Algunos músicos, hoy, consideran sus instrumentos casi como seres vivos, de los que toman un particular cuidado. Se refieren al grito, al llanto de una guitarra (eléctrica), por ejemplo, lo que denota (quizá involuntariamente) esta antropomorfización del instrumento -dotado de deseos y sentimientos. La equiparación formal entre un violoncelo o una guitarra y la forma de una mujer también contribuye a esta visión del instrumento como un cuerpo dotado de voz.

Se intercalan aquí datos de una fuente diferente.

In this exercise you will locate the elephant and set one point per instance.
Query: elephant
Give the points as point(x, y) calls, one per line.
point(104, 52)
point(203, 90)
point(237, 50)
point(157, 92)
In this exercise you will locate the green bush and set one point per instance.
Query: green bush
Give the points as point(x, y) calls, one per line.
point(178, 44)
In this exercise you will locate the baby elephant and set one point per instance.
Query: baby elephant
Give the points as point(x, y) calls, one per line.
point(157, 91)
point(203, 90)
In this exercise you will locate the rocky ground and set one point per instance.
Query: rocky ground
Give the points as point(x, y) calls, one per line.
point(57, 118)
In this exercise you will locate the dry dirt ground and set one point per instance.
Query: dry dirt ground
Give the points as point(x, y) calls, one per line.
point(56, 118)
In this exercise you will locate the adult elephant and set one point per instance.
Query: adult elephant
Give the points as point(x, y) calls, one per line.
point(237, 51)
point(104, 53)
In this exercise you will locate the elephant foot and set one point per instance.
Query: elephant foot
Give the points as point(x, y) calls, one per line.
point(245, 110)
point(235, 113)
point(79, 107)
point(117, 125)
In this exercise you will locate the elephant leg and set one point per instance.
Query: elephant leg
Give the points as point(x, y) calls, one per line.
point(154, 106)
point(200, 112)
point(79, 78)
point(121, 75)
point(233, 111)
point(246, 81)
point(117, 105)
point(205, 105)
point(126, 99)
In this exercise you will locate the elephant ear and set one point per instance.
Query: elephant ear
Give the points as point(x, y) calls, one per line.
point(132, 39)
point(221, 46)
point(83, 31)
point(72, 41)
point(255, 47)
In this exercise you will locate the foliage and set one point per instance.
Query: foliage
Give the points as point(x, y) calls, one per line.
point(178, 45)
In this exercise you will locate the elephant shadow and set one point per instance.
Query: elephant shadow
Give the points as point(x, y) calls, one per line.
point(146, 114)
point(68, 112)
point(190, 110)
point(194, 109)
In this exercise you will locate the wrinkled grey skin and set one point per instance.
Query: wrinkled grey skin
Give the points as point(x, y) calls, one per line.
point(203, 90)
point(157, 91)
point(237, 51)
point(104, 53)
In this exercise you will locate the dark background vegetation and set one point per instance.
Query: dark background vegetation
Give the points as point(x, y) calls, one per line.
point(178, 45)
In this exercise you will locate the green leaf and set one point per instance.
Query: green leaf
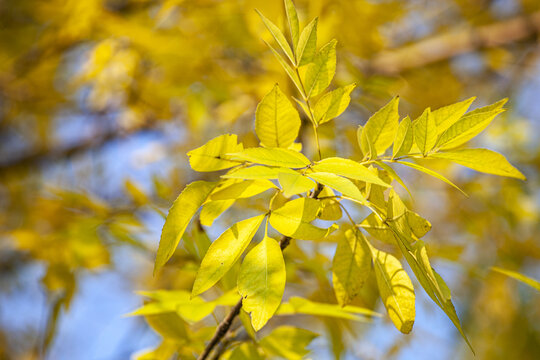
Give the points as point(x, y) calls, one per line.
point(261, 281)
point(345, 186)
point(320, 72)
point(212, 155)
point(351, 266)
point(273, 157)
point(292, 19)
point(425, 132)
point(276, 120)
point(483, 160)
point(307, 44)
point(180, 214)
point(244, 189)
point(381, 128)
point(348, 168)
point(257, 172)
point(404, 138)
point(520, 277)
point(293, 219)
point(224, 252)
point(332, 104)
point(448, 115)
point(432, 173)
point(288, 342)
point(213, 209)
point(467, 128)
point(278, 36)
point(288, 69)
point(396, 290)
point(293, 184)
point(298, 305)
point(418, 224)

Estas imágenes no existían en Mesopotamia, porque los instrumentos musicales no eran como seres vivos, sino que lo eran de verdad. Los músicos no se consideraban los creadores o los intérpretes de una obra, sino que pasaban a un discreto segundo lugar, dirigiendo los focos hacia el instrumento, presentado como el verdadero autor de una composición.

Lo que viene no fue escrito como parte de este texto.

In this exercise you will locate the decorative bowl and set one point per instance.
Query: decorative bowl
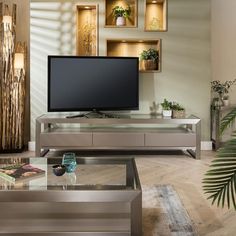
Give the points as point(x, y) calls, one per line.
point(59, 170)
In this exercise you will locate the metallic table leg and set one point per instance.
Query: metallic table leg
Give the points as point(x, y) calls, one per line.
point(37, 139)
point(198, 140)
point(136, 216)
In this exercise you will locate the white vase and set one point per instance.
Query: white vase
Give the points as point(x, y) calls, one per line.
point(120, 21)
point(167, 113)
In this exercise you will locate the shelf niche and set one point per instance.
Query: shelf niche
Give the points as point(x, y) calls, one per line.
point(110, 20)
point(155, 15)
point(133, 48)
point(87, 30)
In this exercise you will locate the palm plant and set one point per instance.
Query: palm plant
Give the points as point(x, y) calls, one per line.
point(220, 180)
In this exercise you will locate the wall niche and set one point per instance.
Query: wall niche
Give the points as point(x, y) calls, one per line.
point(87, 30)
point(129, 21)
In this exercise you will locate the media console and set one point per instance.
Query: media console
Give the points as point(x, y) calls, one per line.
point(132, 132)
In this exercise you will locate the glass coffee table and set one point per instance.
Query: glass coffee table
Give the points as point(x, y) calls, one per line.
point(101, 197)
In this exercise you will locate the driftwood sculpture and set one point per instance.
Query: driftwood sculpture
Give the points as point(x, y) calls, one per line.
point(12, 83)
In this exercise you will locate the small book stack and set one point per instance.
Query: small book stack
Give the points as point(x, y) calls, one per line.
point(20, 172)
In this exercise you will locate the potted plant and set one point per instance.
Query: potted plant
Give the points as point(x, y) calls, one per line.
point(166, 108)
point(222, 89)
point(178, 111)
point(121, 14)
point(149, 59)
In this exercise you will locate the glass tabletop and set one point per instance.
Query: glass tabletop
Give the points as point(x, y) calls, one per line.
point(90, 174)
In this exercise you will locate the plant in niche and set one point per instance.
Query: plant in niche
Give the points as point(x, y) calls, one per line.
point(121, 14)
point(119, 11)
point(166, 105)
point(166, 108)
point(222, 88)
point(178, 111)
point(150, 59)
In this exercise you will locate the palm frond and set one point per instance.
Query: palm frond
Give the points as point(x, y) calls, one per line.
point(220, 180)
point(227, 120)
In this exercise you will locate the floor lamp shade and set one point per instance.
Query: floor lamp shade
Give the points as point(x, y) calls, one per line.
point(12, 83)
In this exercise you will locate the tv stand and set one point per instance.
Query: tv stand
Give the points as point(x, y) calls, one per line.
point(94, 114)
point(134, 132)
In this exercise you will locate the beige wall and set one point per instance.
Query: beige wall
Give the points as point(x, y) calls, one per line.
point(223, 37)
point(186, 67)
point(23, 35)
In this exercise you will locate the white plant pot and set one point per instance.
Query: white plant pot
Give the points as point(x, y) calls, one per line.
point(120, 21)
point(167, 112)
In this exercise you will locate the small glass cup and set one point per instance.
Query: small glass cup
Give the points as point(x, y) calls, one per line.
point(69, 160)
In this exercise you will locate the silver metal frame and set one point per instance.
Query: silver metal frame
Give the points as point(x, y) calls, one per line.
point(48, 122)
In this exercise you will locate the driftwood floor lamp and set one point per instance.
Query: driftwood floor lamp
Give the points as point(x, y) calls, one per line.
point(12, 83)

Estas consideraciones sobre la potencia y la efectividad de un instrumento también se aplicaban a otras disciplinas artísticas. El escultor no realizaba ni animaba una estatua, sino que eran los útiles de talla los que daban forma, los que creaban una estatua, que un segundo instrumento, un cuchillo, animaba cuando se le pasaba por la boca, abriéndola, a fin de permitir que la estatua respirara, cobrara vida. El artista solo era el "instrumento" con el que la propia divinidad transfería sus deseos al instrumento -que en este caso era un sujeto que componía al dictado del cielo, y no un objeto- que labraba una efigie en la que el espíritu divino podía cobijarse cuando descendía a la tierra.